Generate necessary information during your pruning or quantization.

  • Before pruning or quantization, add the code below:
    # for pruning or quantization
    if args.write_yaml:
        flops, params, _ = count_flops_params(model, (1, 3, 64, 64), verbose=False)
        _, top1, _, infer_time, _ = validate(model, val_loader, criterion)
        storage = os.path.getsize(args.resume)
        with open(os.path.join(args.save_dir, 'logs.yaml'), 'w') as f:
            yaml_data = {
                'Accuracy': {'baseline': round(top1, 2), 'method': None},
                'FLOPs': {'baseline': round(flops/1e6, 2), 'method': None},
                'Parameters': {'baseline': round(params/1e6, 2), 'method': None},
                'Infer_times': {'baseline': round(infer_time*1e3, 2), 'method': None},
                'Storage': {'baseline': round(storage/1e6, 2), 'method': None},
            }
            yaml.dump(yaml_data, f)
    
  • After pruning (usually requires fine-tuning) or quantization, add the code below:
    # for pruning: 
    if epoch == args.finetune_epochs - 1:
        if args.write_yaml and not args.no_write_yaml_after_prune:
            storage = os.path.getsize(os.path.join(args.save_dir, 'model_speed_up_finetuned.pth'))
            with open(os.path.join(args.save_dir, 'logs.yaml'), 'w') as f:
                yaml_data = {
                    'Accuracy': {'baseline': yaml_data['Accuracy']['baseline'], 'method': round(top1, 2)},
                    'FLOPs': {'baseline': yaml_data['FLOPs']['baseline'], 'method': round(flops/1e6, 2)},
                    'Parameters': {'baseline': yaml_data['Parameters']['baseline'], 'method': round(params/1e6, 2)},
                    'Infer_times': {'baseline': yaml_data['Infer_times']['baseline'], 'method': round(infer_time*1e3, 2)},
                    'Storage': {'baseline': yaml_data['Storage']['baseline'], 'method': round(storage/1e6, 2)},
                    'Output_file': os.path.join(args.save_dir, 'model_speed_up_finetuned.pth'),
                }
                yaml.dump(yaml_data, f)
      
    # for quantization:
    if args.write_yaml:
      storage = os.path.getsize(trt_path)
      with open(os.path.join(args.save_dir, 'logs.yaml'), 'w') as f:
          yaml_data = {
              'Accuracy': {'baseline': yaml_data['Accuracy']['baseline'], 'method': round(top1, 2)},
              'FLOPs': {'baseline': yaml_data['FLOPs']['baseline'], 'method': round(flops/1e6, 2)},
              'Parameters': {'baseline': yaml_data['Parameters']['baseline'], 'method': round(params/1e6, 2)},
              'Infer_times': {'baseline': yaml_data['Infer_times']['baseline'], 'method': round(infer_time*1e3, 2)},
              'Storage': {'baseline': yaml_data['Storage']['baseline'], 'method': round(storage/1e6, 2)},
              'Output_file': os.path.join(args.save_dir, '{}_{}.trt'.format(args.model, args.quan_mode)),
          }
          yaml.dump(yaml_data, f)
    

(Optional) Compress your network in StarLight using the online mode.
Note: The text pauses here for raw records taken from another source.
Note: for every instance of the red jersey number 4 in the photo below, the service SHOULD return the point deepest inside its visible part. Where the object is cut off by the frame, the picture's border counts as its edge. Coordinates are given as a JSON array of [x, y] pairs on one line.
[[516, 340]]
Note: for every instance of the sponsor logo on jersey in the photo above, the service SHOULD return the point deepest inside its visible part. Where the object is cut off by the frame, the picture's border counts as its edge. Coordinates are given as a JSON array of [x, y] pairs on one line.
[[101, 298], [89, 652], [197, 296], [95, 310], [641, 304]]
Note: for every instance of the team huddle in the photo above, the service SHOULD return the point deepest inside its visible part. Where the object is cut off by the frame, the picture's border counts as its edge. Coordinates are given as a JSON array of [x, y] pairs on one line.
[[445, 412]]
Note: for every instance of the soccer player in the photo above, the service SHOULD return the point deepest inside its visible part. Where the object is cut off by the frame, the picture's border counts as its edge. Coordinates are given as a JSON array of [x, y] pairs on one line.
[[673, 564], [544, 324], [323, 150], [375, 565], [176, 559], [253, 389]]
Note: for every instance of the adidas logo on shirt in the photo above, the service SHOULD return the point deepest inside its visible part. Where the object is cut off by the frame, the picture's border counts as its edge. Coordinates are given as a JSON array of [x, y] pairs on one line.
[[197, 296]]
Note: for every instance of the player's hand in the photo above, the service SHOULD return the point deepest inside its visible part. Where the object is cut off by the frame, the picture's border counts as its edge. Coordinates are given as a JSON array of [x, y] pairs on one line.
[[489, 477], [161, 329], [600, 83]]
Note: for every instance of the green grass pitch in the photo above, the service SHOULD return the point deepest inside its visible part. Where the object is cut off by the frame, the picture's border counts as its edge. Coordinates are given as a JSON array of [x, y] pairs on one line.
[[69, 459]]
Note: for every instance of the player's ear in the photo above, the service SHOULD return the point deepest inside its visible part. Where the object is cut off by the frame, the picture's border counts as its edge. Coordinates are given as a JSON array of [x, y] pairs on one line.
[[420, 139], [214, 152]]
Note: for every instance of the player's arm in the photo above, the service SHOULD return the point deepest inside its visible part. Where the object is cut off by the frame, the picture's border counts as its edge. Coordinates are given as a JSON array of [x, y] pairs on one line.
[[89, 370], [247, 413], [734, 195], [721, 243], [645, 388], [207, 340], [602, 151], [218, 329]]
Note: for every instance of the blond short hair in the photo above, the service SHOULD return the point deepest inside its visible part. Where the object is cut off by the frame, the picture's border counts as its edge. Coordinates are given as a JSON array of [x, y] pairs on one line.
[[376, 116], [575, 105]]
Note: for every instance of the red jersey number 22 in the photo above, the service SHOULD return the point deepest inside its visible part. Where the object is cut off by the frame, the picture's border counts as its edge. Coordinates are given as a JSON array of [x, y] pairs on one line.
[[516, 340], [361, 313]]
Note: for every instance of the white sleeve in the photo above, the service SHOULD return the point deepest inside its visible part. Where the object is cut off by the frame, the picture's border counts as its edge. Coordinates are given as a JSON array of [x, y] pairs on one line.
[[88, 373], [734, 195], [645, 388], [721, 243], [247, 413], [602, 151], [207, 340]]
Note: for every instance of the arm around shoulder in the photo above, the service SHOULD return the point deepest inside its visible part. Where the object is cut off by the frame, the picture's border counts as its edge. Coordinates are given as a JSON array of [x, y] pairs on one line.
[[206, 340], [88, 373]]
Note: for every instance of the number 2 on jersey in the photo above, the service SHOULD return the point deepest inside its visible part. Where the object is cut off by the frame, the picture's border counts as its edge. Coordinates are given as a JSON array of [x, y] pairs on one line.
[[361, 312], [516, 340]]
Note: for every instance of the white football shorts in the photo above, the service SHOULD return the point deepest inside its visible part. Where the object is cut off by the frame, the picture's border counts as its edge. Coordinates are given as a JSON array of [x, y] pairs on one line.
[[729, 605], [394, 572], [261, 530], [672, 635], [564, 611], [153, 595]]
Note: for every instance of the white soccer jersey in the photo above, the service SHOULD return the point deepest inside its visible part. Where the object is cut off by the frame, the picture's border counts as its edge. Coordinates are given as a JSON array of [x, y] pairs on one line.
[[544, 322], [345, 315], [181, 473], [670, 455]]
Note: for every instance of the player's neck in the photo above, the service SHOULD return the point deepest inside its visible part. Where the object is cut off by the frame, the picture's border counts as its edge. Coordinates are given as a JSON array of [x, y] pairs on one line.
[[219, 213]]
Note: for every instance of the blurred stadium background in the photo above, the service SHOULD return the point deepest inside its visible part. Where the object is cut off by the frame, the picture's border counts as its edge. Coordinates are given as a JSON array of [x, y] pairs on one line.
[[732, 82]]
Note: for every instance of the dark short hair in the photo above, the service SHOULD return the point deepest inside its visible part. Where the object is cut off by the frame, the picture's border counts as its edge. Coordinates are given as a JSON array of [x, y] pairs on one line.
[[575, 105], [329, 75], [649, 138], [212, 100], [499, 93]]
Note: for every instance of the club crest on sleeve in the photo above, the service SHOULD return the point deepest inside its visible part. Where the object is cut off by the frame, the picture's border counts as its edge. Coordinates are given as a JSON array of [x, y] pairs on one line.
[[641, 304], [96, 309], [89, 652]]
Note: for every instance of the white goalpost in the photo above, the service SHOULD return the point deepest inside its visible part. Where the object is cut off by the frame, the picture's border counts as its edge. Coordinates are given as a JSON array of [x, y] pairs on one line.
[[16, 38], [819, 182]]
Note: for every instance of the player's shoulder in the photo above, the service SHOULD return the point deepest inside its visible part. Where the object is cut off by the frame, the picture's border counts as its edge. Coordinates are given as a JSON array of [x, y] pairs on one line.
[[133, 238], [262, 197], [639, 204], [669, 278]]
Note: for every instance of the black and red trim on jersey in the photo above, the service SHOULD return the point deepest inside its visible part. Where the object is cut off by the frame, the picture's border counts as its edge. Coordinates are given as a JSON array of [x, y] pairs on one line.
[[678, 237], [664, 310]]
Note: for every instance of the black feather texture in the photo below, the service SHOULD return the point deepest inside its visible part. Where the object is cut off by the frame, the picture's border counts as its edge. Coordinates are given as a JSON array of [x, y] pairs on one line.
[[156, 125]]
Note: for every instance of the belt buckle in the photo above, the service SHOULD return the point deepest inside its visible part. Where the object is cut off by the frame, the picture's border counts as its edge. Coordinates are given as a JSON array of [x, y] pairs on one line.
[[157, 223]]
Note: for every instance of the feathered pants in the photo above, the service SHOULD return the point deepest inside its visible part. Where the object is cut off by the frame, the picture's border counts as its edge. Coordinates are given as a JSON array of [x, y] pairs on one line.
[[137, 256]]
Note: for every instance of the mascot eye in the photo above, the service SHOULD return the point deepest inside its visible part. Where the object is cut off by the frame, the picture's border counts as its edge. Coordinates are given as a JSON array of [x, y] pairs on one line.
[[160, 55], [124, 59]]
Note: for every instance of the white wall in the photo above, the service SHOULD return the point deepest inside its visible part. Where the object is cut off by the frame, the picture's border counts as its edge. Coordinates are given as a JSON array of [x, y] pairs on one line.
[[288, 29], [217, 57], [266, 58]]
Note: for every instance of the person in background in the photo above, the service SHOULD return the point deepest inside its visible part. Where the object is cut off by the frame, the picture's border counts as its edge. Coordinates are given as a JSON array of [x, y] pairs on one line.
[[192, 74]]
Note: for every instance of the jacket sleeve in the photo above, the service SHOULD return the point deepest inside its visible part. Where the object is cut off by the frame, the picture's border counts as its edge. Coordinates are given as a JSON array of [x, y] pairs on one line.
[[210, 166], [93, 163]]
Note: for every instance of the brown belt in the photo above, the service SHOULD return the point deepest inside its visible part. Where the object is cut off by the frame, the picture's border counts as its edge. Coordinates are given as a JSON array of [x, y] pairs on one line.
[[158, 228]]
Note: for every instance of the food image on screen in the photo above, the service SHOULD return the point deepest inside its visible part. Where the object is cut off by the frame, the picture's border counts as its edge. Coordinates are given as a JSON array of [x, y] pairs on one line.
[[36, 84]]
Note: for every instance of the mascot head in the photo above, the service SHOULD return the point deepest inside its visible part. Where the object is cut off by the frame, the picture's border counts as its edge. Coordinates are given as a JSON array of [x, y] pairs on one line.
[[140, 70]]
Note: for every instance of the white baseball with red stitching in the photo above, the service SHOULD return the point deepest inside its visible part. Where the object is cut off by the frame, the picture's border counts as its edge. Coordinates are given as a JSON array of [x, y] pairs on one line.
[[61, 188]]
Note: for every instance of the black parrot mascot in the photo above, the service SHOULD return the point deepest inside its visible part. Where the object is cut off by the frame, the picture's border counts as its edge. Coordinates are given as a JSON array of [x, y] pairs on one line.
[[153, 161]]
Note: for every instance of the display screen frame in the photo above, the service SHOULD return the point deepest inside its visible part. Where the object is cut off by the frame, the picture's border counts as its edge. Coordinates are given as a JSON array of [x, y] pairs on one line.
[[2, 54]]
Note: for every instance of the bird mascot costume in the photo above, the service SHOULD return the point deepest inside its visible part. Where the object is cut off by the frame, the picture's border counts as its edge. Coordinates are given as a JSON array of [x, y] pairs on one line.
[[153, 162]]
  • Create a script compress.sh in the folder of algorithms/compression/nets/YOUR_MODEL/shell.
  • Define the required hyper-parameters as below:
    dataset=$1
    model=$2
    prune_method=$3
    quan_method=$4
    ft_lr=$5
    ft_bs=$6
    ft_epochs=$7
    prune_sparisity=$8
    gpus=$9
    input_path=${10}
    output_path=${11}
    dataset_path=${12}
    
  • Use the above hyper-parameters to start your pruning or quantization. Please refer to our provided examples in algorithms/compression/nets/ResNet50/shell/compress.sh to write your startup command.

Visualization of network features.

  • Add 6 randomly selected pictures to the folder of data/compression/quiver/YOUR_DATASET.
  • Specify the resolution of your inputs in the img_size block of compression_vis/config/global.yaml.
  • Add your entired model namely model.pth to the folder of data/compression/model_vis/YOUR_DATASET-YOUR_MODEL.
  • Add your entired pruned model to the folder of data/compression/model_vis/YOUR_DATASET-YOUR_MODEL, they should be named as online-PRUNER.pth or offline-PRUNER.pth for online and offline mode, respectively.